A/B Tests and Experiments in Games - The LiveOps Standard

A/B tests are useful tools in the LiveOps arsenal. If properly configured they can allow developers to quickly iterate over design ideas in a live game with low risk. Applying the Scientific Method will ensure the data and results remain clean and trustworthy.

What are A/B tests?

An A/B test comes from the scientific method where you run an experiment across two groups to confirm or deny your hypothesis. Let’s say you have a farming game and you want to see whether players like strawberries or blueberries as their first fruit they plant and you currently have strawberries. Your hypothesis might be “Players will plant more blueberries than strawberries as their first plant”. You run a test where some players get strawberries and others get blueberries. You review the data after and see if your results confirm or deny your hypothesis.

Groups

In the above example we have 2 groups, strawberries and blueberries, let’s call them as group A and group B. It’s important when creating the two groups that we need to consider what question we want answered in the end. Too many variables can call your resulting data into question. Did players plant more blueberries because they want them or because they were bigger, did they have a different yield etc. In our example we just want to know if people like strawberries or blueberries more so we we will make sure they have the same balance output, size etc.
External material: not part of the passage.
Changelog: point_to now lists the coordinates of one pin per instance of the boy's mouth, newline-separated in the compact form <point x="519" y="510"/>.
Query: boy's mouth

The A group is often referred to as the control, this is the object we currently have in the game, the B group is usually referred to as the variant, this is the new change we are testing. Now that we understand how groups are set up, we can discuss how we assign players to each group.

Group Assignment

When we assign the groups to the game we can split it up however we want. In some cases discussed in future articles, you might only want 10% of players to see the B group to act as a firewall against risky changes you are introducing to the game, a way to pull the plug if things go south quickly. In almost every case though you want an even split between your groups, or 50% in each of the two groups.

A simple way to do this is to set your assignment variable as 0.5 and call a random number that if below that variable will be the A group and B group otherwise. In most cases this satisfies our group assignment but there are some big caveats to be aware of. Finally you want to make sure you only assign players to a group once, you don’t want players to switch groups when they reload the game.

When to Assign

There isn’t a rule for this but more that you just need to be aware of your assignment timing. Generally speaking you want to assign just before people encounter the variants for the first time.

For example:

If you are testing a change in an event then assign groups at the first event launch
If you are testing the example above and the planting happens early then you might want to assign at first launch.

Significance

Note: This is a deep topic that will be covered in future articles

The closer the difference between the variance and control, the higher population you need to have in order to have confidence in the data and the result. Let’s imagine you have 10 people come to plant fruits, 5 in each group. From that you see that 6 people planted blueberries and 4 strawberries, How confident are you in the result? It’s too close for such a small number, we need more players to flush out the possibility of random chance. Let’s imagine with the same group that 9 players planted blueberries and only 1 was strawberries. Now we have a lot more confidence that blueberries are the winner, the group size remained the same but the gap was much larger.

Luckily there is a statistical formula for calculating this, and even luckier, there are calculators out there for this.

https://abtestguide.com/calc

Keep in mind that if the confidence is not met through this then the result can be attributed to random chance. It can still be a usable test but beware.

Data Dashboard Setup

Your dashboard should be monitoring the following data points in realtime.

Assignment Percentage

As players come to the assignment point in the game you will want to keep an eye on the group assignments in your data analysis tools, this will be an important variable to see so add it to your data dashboard for the test.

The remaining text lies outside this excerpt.